After earning a psychology degree from the University of Kentucky, Bradley pursued her passion for cooking, gaining experience in kitchens in New York and Chicago.
She trained under professional chefs before returning to Paducah to open Freight House in 2015, a restaurant located in a restored 1920s produce depot. Bradley’s culinary vision blends Southern, Midwestern, Jewish, and Appalachian influences, sourcing ingredients from nearby farms and emphasizing seasonality.
Through this approach, she demonstrates that Appalachian and regional cuisine can thrive in a contemporary, fine-dining setting.
A major part of Bradley’s influence comes through her commitment to supporting Appalachian farmers and producers. By sourcing ingredients locally, she strengthens small farms and preserves heirloom crops, creating an ecosystem that benefits both the kitchen and the wider community.
Freight House acts as a conduit, bringing the work of regional growers to a broader audience. Her practices encourage other chefs in the area to adopt sustainable sourcing, gradually shaping a more resilient and connected Appalachian food system.
Beyond her work in the kitchen, Bradley has become a strong advocate for preserving Appalachian food knowledge at the community level. She collaborates with regional food historians, seed-saving networks, foragers, and educators to document the ingredients and stories that define mountain cooking.
Through workshops, farm tours and public events, she helps demystify Appalachian cuisine for newcomers while deepening locals’ pride in their heritage. Bradley emphasizes that the region’s culinary traditions are living practices, evolving through each new cook who adopts them.
Her advocacy ensures that Appalachian foodways remain accessible, celebrated, and understood by both those who grew up with them, and with a wider audience.
Bradley also plays a significant role as a cultural ambassador for Appalachian cuisine. Through television appearances, guest chef events, and public speaking, she challenges stereotypes that portray the region as culturally or culinarily limited.
Her storytelling highlights the ingenuity and creativity embedded in Appalachian cooking, particularly the contributions of women who preserved these practices across generations. She frames the region’s cuisine as dynamic, sophisticated, and worthy of national recognition.
Sara Bradley gained national visibility through television competitions. She was the runnerup on Top Chef: Kentucky (Season 16) and later returned as runner-up on Top Chef: World All-Stars (Season 20).
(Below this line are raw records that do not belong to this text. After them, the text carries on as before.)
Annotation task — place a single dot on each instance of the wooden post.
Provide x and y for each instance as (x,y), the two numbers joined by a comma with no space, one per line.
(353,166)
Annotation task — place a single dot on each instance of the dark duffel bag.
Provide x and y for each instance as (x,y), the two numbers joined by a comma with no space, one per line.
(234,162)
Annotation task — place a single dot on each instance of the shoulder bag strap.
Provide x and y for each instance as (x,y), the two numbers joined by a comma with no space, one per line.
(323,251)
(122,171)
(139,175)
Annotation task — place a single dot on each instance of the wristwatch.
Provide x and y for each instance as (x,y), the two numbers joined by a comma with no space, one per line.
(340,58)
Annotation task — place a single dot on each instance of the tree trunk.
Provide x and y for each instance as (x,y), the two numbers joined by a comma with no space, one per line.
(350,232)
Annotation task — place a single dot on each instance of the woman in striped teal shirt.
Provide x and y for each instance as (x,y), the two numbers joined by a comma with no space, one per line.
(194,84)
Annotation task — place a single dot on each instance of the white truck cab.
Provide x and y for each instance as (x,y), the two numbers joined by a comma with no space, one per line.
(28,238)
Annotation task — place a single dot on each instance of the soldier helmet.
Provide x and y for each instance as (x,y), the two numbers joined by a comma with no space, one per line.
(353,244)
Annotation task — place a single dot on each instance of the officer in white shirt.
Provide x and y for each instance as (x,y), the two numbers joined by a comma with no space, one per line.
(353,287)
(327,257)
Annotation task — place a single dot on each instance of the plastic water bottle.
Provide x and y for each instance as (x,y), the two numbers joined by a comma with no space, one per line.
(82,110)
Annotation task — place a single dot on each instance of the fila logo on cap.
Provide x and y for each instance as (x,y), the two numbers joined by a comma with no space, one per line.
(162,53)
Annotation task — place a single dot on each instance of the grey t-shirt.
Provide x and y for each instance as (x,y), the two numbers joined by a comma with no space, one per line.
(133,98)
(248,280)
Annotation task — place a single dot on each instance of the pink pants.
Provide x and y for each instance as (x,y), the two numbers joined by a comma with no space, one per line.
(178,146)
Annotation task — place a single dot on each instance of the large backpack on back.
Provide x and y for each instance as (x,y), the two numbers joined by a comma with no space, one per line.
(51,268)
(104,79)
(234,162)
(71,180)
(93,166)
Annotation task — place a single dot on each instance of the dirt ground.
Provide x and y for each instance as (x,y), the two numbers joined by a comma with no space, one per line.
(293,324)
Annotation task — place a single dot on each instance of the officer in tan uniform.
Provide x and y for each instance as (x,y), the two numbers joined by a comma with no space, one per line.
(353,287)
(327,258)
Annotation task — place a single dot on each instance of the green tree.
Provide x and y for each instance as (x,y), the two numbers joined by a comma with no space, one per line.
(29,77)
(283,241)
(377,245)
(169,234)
Additionally, she won the competition Chopped: All American Showdown in 2023, earning recognition as a “Chopped Legend.” These appearances showcase her unique blend of Jewish, Southern, and Appalachian flavors, and highlight her ability to elevate regional cuisine on a national platform.
Bradley’s dedication extends beyond her menus to education and mentorship. She hires and trains young people from the region in professional kitchen practices, helping them build skills and confidence while maintaining a connection to their heritage.
Her approach encourages the next generation of Appalachian chefs to innovate while remaining grounded in regional food traditions. Sustainability, local sourcing, and community engagement are central to her philosophy, demonstrating that fine dining and environmental stewardship can coexist.
Perhaps Bradley’s most significant impact is her ability to use food as a tool for cultural preservation. By sourcing ingredients from nearby farms, celebrating seasonal produce, and incorporating Jewish and Appalachian traditions into her menus, she connects diners to the history and identity of the region.
Her cooking honors the past while inspiring contemporary innovation, ensuring that Appalachian cuisine continues to thrive and evolve for future generations. In everything she does — from restaurant leadership to media appearances — Sara Bradley reinforces that Appalachian culinary traditions are worthy of celebration, preservation, and national attention.